Frank Oliver's life is all about basketball, so he has no trouble remembering the exact date of the first phone call. It was June 17, late at night, nearly 20 minutes after the Boston Celtics clinched the NBA title.

The H.D. Woodson girls' coach, who had been rooting for Kevin Garnett to finally win a championship, watched in the bedroom of his Southeast Washington home, enthralled by the celebration.

Then his cellphone rang.

It was his mother, and she was crying. His second cousin had been shot in District Heights. She was dead at age 17.

"I just could not believe it," Oliver said. "I said: 'No, not her. It just can't be.' So young, you know. Who would want to do something like that to somebody, to take away their life, a young girl? It was shock."

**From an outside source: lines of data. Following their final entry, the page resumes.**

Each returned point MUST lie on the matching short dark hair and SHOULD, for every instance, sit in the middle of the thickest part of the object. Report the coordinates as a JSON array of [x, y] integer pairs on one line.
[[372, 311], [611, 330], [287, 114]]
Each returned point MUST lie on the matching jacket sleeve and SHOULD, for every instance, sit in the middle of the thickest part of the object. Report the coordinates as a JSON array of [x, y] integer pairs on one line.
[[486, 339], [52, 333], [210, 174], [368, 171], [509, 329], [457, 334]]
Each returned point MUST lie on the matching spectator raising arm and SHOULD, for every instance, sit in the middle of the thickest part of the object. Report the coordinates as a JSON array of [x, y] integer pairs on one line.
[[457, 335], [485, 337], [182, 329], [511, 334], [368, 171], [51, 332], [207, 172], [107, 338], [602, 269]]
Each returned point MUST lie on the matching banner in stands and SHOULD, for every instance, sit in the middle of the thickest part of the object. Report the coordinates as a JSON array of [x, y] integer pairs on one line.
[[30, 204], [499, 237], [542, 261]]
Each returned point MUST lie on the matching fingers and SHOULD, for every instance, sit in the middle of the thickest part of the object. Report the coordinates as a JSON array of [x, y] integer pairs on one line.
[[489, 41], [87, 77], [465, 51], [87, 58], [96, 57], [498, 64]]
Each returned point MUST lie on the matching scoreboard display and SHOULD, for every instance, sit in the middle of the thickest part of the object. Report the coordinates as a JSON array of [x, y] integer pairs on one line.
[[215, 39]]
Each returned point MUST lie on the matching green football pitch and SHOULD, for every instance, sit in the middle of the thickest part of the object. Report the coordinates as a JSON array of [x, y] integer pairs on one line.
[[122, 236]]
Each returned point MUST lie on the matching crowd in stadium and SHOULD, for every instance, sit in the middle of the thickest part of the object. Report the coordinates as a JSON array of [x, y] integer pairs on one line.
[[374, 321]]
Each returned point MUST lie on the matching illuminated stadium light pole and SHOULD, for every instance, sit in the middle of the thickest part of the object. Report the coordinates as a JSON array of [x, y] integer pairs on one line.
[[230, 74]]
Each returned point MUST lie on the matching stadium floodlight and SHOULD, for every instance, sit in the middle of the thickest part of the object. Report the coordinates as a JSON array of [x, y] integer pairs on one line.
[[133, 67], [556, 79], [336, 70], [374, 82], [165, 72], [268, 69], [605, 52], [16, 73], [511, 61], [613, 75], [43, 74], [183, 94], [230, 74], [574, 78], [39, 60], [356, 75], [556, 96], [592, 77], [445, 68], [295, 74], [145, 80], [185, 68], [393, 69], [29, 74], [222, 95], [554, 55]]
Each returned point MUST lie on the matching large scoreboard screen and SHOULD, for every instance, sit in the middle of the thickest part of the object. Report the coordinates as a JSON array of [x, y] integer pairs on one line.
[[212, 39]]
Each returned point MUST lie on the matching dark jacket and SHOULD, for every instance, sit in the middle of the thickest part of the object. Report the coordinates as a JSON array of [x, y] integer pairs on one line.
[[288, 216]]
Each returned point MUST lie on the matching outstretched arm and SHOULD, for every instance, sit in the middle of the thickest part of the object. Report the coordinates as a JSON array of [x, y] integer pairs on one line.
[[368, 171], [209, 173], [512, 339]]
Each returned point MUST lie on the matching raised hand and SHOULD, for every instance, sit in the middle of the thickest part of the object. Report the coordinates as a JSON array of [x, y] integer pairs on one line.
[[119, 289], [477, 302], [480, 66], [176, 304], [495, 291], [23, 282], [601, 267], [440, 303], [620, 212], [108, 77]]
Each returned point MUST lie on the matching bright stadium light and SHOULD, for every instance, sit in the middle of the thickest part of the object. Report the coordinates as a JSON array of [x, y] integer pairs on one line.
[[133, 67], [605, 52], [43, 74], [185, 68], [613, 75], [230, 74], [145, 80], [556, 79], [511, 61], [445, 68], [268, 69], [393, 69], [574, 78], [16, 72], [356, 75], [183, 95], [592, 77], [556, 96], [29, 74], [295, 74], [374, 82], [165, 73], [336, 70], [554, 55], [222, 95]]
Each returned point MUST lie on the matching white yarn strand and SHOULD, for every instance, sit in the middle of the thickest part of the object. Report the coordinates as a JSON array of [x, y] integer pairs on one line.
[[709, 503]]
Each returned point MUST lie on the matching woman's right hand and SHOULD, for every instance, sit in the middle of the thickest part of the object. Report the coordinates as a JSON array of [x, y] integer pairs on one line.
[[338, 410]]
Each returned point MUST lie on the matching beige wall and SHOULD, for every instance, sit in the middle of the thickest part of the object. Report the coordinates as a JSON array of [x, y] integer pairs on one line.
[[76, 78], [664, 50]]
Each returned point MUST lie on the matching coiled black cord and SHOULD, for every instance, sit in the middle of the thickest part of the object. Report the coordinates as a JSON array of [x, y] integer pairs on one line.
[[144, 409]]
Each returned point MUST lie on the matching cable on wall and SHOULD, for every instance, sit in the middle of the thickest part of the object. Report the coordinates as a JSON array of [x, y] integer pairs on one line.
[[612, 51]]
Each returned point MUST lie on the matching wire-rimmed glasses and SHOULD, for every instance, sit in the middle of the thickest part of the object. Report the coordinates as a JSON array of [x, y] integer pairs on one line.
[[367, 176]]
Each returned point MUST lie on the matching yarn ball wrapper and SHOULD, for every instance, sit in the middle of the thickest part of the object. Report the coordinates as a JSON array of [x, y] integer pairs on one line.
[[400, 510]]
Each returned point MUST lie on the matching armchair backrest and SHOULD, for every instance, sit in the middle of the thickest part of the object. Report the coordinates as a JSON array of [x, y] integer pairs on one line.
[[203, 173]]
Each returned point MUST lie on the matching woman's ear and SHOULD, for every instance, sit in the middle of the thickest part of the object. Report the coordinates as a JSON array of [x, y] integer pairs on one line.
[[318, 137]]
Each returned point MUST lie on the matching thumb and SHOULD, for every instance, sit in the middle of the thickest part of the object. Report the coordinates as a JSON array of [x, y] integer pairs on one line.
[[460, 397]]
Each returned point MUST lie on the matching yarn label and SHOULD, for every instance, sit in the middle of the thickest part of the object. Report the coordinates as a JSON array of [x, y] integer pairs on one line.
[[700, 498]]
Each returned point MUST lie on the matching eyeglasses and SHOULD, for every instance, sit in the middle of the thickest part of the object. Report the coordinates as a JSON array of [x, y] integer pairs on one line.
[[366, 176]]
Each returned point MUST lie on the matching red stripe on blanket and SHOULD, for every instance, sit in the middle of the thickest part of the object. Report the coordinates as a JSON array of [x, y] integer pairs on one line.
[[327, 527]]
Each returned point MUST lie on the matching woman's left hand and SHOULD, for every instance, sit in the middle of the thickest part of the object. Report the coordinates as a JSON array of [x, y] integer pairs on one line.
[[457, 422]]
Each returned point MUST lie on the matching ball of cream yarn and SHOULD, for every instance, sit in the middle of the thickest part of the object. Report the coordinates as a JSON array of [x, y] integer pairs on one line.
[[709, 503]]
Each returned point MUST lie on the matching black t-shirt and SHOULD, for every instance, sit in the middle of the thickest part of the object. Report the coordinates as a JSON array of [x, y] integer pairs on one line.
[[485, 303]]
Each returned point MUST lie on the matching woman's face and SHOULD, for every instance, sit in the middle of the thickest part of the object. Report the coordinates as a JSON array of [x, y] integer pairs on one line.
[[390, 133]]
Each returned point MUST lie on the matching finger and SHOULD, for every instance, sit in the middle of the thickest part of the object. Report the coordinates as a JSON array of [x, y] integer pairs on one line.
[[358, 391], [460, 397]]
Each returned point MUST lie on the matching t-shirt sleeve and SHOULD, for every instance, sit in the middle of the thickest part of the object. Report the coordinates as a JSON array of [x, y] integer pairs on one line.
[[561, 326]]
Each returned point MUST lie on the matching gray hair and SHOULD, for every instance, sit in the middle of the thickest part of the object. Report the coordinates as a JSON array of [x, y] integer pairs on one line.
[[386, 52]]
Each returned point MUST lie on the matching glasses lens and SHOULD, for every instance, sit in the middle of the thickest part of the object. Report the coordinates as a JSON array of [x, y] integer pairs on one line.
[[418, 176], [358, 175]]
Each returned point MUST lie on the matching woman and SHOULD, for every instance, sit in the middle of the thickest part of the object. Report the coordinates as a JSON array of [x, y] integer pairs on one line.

Oliver tried to accept the reality of losing a loved one, unaware that he would soon have company.

Between that June night and the first game of the 2008-09 season, he received three more calls with crushing news. Each time, it was one of the girls from his basketball team at H.D. Woodson, and someone's brother, or mother, or cousin had died.

For a team contending for the nation's No. 1 high school ranking, it was an offseason filled with funerals. And now, with their national schedule underway and their lofty goals unchanged, the H.D. Woodson girls plan on overcoming personal loss by achieving team glory.

"It will be tough," senior Jeniece Johnson said, "but we can do it."

They already displayed their ability to play -- and play well -- regardless of the circumstances, back in July.

The Warriors, who form a club team coached by Oliver in the summer, returned from a tournament in Tennessee late on the night of July 16.

The following day, it became apparent that one of Carleeda Green's older brothers was missing. He did not come home the night before, and as the day dragged on, Green's family grew more concerned.